Let me introduce you to the face of America for the rest of the world. Empirically, Dana Loesch is an attractive person. But what she represents with her statements as a CNN contributor is sheer ugliness and worse, it is how we are perceived
January 15, 2012

Let me introduce you to the face of America for the rest of the world. Empirically, Dana Loesch is an attractive person. But what she represents with her statements as a CNN contributor is sheer ugliness and worse, it is how we are perceived in the rest of the world.

Loesch, you see, saw that video of troops urinating on the corpses of alleged Taliban and she decided to celebrate what she saw as a completely acceptable act of American dominance.

On her radio show, CNN contributor and Big Journalism editor Dana Loesch cheered on an Internet video reportedly showing U.S. Marines urinating on what appear to be dead Afghans, saying she would "drop trou and do it too."

That shiny hyperbole of American exceptionalism rarely plays well past our shores. Back in 2004, I had to travel to Europe for a writers' conference and opted to extend my stay with a visit to a close friend in Holland. My friend was eager to share with me the rich history and culture of the Dutch. Everywhere we went, she introduced me to friends and acquaintances as the "good kind" of American, namely one who wasn't an Ugly American like Dana Loesch. I didn't support our invasions and occupations in the Middle East; I didn't hold myself up as bastion of goodness and light and civilization (the presumption to do so in a country that can boast Rembrandt, Vermeer and Anne Frank!) nor was I dismissive of Muslims (although admittedly, Holland is struggling with deep anti-Muslim bias as well). Never, in a million years, would it occur to me to celebrate an act that lowers us down to the level of barbarians we claim the other side is.

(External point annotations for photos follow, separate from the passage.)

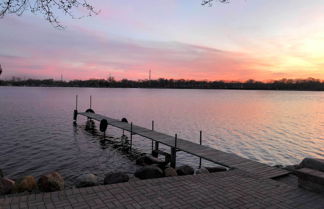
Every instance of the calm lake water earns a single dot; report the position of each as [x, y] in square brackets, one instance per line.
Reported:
[37, 134]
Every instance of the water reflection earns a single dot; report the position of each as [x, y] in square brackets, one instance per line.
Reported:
[273, 127]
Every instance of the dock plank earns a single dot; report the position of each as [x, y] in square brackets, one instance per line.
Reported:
[226, 159]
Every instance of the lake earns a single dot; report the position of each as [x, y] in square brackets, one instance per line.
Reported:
[37, 134]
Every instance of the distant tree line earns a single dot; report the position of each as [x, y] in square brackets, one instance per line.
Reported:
[283, 84]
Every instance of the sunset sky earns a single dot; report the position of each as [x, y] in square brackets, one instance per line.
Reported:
[257, 39]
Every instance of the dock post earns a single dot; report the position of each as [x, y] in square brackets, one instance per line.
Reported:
[75, 113]
[200, 142]
[152, 130]
[131, 141]
[155, 153]
[174, 152]
[90, 102]
[76, 102]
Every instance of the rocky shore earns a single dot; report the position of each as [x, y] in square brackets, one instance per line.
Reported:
[150, 167]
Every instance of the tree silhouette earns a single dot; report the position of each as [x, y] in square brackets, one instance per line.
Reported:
[210, 2]
[50, 9]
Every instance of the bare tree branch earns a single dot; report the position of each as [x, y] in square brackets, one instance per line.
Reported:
[210, 2]
[48, 8]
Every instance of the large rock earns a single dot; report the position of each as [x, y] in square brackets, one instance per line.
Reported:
[114, 178]
[87, 180]
[7, 186]
[201, 171]
[149, 160]
[185, 170]
[216, 169]
[149, 172]
[168, 172]
[27, 183]
[51, 182]
[313, 163]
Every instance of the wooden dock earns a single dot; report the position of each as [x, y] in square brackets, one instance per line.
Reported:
[177, 144]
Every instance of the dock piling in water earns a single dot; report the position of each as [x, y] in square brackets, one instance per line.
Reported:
[200, 142]
[152, 130]
[229, 160]
[131, 142]
[174, 152]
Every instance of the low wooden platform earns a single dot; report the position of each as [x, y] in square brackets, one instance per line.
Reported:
[226, 159]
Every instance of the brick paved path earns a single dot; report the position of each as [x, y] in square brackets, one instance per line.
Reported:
[232, 189]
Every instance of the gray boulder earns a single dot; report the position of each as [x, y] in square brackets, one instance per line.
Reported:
[149, 160]
[7, 186]
[168, 172]
[87, 180]
[51, 182]
[149, 172]
[313, 163]
[201, 171]
[114, 178]
[216, 169]
[185, 170]
[27, 183]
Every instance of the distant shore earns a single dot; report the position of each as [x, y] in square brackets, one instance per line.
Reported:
[309, 84]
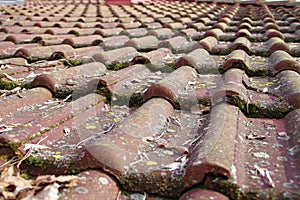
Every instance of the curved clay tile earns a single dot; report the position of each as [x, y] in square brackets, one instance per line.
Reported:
[274, 33]
[208, 43]
[179, 44]
[145, 43]
[231, 84]
[216, 32]
[243, 33]
[135, 33]
[81, 41]
[122, 56]
[71, 78]
[288, 81]
[170, 86]
[237, 59]
[281, 60]
[162, 33]
[240, 43]
[158, 58]
[200, 59]
[275, 43]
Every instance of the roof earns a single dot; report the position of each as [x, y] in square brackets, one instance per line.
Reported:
[156, 100]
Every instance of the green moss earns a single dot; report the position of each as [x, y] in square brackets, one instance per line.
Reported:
[37, 162]
[170, 185]
[104, 91]
[33, 59]
[72, 62]
[204, 102]
[117, 66]
[237, 101]
[8, 85]
[256, 111]
[136, 100]
[249, 70]
[26, 176]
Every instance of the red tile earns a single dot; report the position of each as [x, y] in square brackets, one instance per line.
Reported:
[244, 33]
[275, 43]
[134, 33]
[162, 34]
[92, 185]
[109, 32]
[201, 60]
[208, 43]
[82, 41]
[29, 98]
[118, 76]
[122, 55]
[45, 52]
[281, 60]
[179, 44]
[159, 58]
[287, 83]
[170, 87]
[143, 43]
[10, 49]
[64, 82]
[241, 43]
[237, 58]
[130, 25]
[201, 194]
[274, 33]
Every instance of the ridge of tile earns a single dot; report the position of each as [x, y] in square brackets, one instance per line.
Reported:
[66, 81]
[170, 87]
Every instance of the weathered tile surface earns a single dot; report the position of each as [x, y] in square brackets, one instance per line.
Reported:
[154, 99]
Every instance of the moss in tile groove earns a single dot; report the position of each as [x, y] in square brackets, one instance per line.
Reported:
[72, 62]
[117, 66]
[250, 71]
[254, 110]
[169, 185]
[228, 188]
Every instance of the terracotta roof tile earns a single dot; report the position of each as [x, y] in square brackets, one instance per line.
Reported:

CNN, in their typically gutless way, tried lamely to distance themselves from Loesch's words

CNN contributors are commentators who express a wide range of viewpoints—on and off of CNN—that often provoke strong agreement or disagreement. Their viewpoints are their own.

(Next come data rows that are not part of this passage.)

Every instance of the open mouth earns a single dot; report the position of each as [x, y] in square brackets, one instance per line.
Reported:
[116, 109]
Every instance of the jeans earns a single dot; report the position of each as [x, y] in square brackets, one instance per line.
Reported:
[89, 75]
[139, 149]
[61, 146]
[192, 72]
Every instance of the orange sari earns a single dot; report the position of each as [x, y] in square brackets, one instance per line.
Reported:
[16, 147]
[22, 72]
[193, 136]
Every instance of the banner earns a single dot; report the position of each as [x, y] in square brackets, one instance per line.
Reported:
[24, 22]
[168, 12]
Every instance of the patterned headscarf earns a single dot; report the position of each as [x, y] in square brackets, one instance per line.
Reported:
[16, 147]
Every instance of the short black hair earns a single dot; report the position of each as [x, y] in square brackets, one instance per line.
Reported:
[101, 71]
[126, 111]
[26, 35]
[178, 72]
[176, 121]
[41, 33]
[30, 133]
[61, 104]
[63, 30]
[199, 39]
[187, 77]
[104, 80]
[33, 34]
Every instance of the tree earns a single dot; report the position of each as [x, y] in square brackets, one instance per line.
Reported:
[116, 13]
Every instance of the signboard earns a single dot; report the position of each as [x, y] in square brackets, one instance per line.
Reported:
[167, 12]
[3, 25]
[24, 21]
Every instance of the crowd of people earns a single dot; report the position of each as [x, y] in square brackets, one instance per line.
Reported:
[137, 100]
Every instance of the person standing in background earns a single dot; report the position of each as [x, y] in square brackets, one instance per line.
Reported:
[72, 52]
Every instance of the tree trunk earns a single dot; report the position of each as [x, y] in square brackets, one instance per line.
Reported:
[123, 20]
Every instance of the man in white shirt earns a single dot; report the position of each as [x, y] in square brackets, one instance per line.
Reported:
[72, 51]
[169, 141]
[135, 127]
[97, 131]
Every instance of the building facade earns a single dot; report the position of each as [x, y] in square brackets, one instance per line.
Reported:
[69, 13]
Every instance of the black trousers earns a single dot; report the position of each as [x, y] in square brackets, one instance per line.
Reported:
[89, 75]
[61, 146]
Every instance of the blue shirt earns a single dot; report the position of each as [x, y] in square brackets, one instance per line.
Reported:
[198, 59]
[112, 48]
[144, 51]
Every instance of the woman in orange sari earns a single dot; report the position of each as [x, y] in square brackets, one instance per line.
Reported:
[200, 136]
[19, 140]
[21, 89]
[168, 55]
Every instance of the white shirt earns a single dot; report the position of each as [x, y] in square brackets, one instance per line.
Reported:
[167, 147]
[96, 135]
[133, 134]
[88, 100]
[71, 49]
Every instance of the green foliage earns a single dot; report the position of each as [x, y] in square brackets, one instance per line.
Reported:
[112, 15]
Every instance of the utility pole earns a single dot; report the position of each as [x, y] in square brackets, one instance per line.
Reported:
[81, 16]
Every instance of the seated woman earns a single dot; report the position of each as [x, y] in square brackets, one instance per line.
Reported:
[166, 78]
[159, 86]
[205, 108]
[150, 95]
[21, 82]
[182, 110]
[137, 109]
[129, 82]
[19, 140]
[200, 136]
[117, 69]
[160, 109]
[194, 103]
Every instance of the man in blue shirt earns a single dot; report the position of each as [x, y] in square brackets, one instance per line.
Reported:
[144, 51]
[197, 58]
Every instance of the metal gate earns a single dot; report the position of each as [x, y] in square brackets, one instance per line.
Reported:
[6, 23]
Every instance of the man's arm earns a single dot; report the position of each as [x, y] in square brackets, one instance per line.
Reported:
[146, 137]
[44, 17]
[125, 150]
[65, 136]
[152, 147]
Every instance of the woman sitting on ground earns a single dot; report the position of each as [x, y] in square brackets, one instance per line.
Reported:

Well, not her own entirely. But make no mistake: giving Loesch a microphone and putting a camera in front of her face tells the rest of the world that you have no problem with what she said, CNN.

I think there are a few people out there who shrug at the notion of caring about how others see us. But this cavalier attitude truly becomes a national security threat. A threat that CNN continues to promote on its airwaves:

There are no words to express my disgust at the video making the rounds today, of U.S. Marines apparently urinating on the dead bodies of the Taliban. As an Iraq War veteran who works with Iraq and Afghanistan veterans every day, I can truthfully say that the Marines in the video have undermined everything that I and those who served with me tried to do.

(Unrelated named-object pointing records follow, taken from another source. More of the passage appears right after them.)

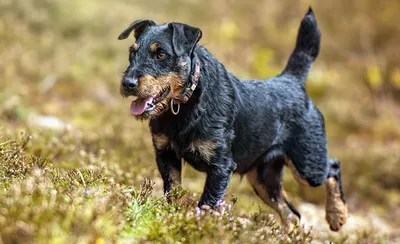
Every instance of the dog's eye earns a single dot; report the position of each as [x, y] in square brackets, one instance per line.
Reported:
[161, 55]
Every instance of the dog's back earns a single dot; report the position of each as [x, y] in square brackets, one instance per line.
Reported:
[272, 111]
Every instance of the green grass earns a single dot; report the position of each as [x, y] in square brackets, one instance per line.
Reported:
[82, 178]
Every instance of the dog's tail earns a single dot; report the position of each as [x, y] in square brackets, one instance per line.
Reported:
[307, 48]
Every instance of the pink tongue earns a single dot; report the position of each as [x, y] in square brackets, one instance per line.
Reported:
[138, 106]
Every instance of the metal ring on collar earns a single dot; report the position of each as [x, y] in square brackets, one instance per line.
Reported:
[173, 109]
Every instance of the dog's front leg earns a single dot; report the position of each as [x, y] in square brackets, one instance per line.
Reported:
[170, 167]
[218, 177]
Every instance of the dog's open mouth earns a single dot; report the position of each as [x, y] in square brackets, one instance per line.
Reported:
[148, 104]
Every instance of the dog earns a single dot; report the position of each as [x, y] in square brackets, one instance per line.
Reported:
[201, 113]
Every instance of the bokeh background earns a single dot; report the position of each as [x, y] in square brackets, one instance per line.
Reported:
[61, 64]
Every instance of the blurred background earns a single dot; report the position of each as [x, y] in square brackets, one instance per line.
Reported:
[61, 64]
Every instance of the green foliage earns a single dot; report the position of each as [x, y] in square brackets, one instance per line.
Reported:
[75, 173]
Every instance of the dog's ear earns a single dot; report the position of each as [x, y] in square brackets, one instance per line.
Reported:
[139, 26]
[184, 37]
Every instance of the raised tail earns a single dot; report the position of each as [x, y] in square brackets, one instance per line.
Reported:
[307, 48]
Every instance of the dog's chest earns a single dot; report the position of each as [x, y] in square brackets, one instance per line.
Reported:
[198, 153]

That's why I'm just as disgusted by right wingers like Pamela Gellar, who said, "I love these Marines" and joked, "Perhaps this is the infidel interpretation of the Islamic ritual of washing and preparing the body for burial."

Comments like these not only go against everything our military stands for, but only serve to put our troops on the ground in increased danger. It just shows that some on the right still just don't get it when it comes to our mission in Afghanistan.

No matter what one thinks about the Iraq and Afghanistan wars (and I have been plenty critical of them and how they've been waged), one indisputable fact is that most troops on the ground have tried their best to build the trust of the population. Believe me, it isn't easy. Having worked with the Iraqi Army on my second tour, I'm acutely aware of what challenges we face when trying to get the trust of the population.

Understandably, Afghans and Iraqis looked at us pretty skeptically, if not outright as invaders.

Horrific incidents like at Abu Ghraib and Guantanamo further undermined American forces by reinforcing the population's most negative feelings about us. But since that time, we've made great strides. General Petraeus and McChrystal, especially, took winning hearts and minds very seriously, and implemented a number of tactics to reach out to the populations of Iraq and Afghanistan. Doing so wasn't just the right thing to do, it was absolutely crucial to their counter-insurgency strategy.

That work is now at risk, because of these Marines.

Aside from basic human decency, corpse desecration harms our mission by disrespecting the culture of Afghanistan and the families of the dead. Think this video isn't circulating in Afghanistan already? You think some young Afghan male who was on the fence about the insurgency won't be knocked off it?